I have below 3 approaches for index structure

  1. I create only one index conversation. And keep a visitor object in each conversation
    Advantages: Easy to search based on visitor, conversation properties
    Disadvantages: Suppose one visitor have 5 conversations. Now visitor updates his property then I need to updates that all 5 conversation documents. I am using rollover index feature of elastic search. So if my document is in old indices then need to update document using index pattern because i don't know in which index my document is. Using index pattern instead of index name is more time consuming.

  2. I create only one index visitor. And keep a list of conversation object in each visitor
    Advantages: Easy to search based on visitor, conversation properties
    Disadvantage: I need pagination on total conversations which is not possible in this approach.

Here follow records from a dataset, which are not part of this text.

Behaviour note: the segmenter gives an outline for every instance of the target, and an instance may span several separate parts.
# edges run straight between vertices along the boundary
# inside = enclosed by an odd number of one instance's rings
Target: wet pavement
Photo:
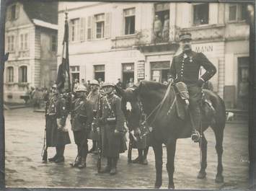
[[[30,108],[4,111],[6,146],[6,185],[21,187],[105,187],[153,188],[155,180],[154,156],[149,148],[149,165],[128,164],[127,151],[120,155],[118,174],[99,174],[97,155],[89,154],[87,168],[71,168],[69,163],[76,156],[76,146],[66,146],[65,163],[42,163],[41,151],[45,128],[44,114],[33,112]],[[70,127],[69,127],[70,130]],[[224,183],[215,183],[217,156],[213,131],[206,131],[208,140],[207,177],[196,178],[199,170],[200,150],[190,138],[180,139],[177,144],[174,181],[176,189],[241,189],[248,188],[248,126],[245,123],[227,123],[224,139]],[[91,141],[89,141],[89,148]],[[128,144],[128,142],[127,142]],[[48,157],[55,154],[48,148]],[[133,158],[137,151],[133,150]],[[163,185],[167,188],[168,176],[165,169],[166,151],[164,149]]]

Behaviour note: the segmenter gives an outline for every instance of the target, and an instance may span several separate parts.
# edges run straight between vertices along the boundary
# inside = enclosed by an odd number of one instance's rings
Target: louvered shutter
[[[106,13],[105,17],[105,37],[110,37],[111,35],[111,13]]]
[[[80,18],[80,40],[85,40],[85,26],[86,19],[85,18]]]
[[[92,40],[92,16],[88,17],[87,19],[87,40]]]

  3. I create 2 indexes visitor and conversation. I implement rollover in both indexes
    Advantages: It don't need to update conversation when visitor property is updated because I have separate index for visitor object and I am not keeping visitor object in conversation object
    Disadvantage: Same disadvantage as in the 1st approach, suppose I update visitor property and as I am using rollover, if visitor is in old index then need to update it using the index pattern instead of index name so it will consume more time. Second disadvantage is that suppose I want to search on both conversation and visitor property then need to invoke 2 ES queries for both the index which will take more time.

Please suggest a better approach that how do I keep my index structure so It can fulfil below requirements

  1. I can search on both properties visitor and conversation
  2. I can do pagination on total conversions
  3. I can update document using index name instead of index pattern

Do you have a defined retention period for your data? How much data do you expect to index every day?

@Christian_Dahlqvist No. I have not defined retention period . I have 5000 conversation per day of 3000 visitors

Given that a single shard can hold over a billion documents I do not see why you would need to use time based indices, which are better suited for immutable data with limited retention period. Instead create a single index with 3 or 4 primary shards and that would probably last you a long time. If the shards get too large you can always use the split index API, although you probably would like to set up an alias linked to the index so you can reindex and switch this easily without affecting the application.

@Christian_Dahlqvist
Thanks for your support. I will got with only one index and used split API when my index have sufficient data.

This topic was automatically closed 28 days after the last reply. New replies are no longer allowed.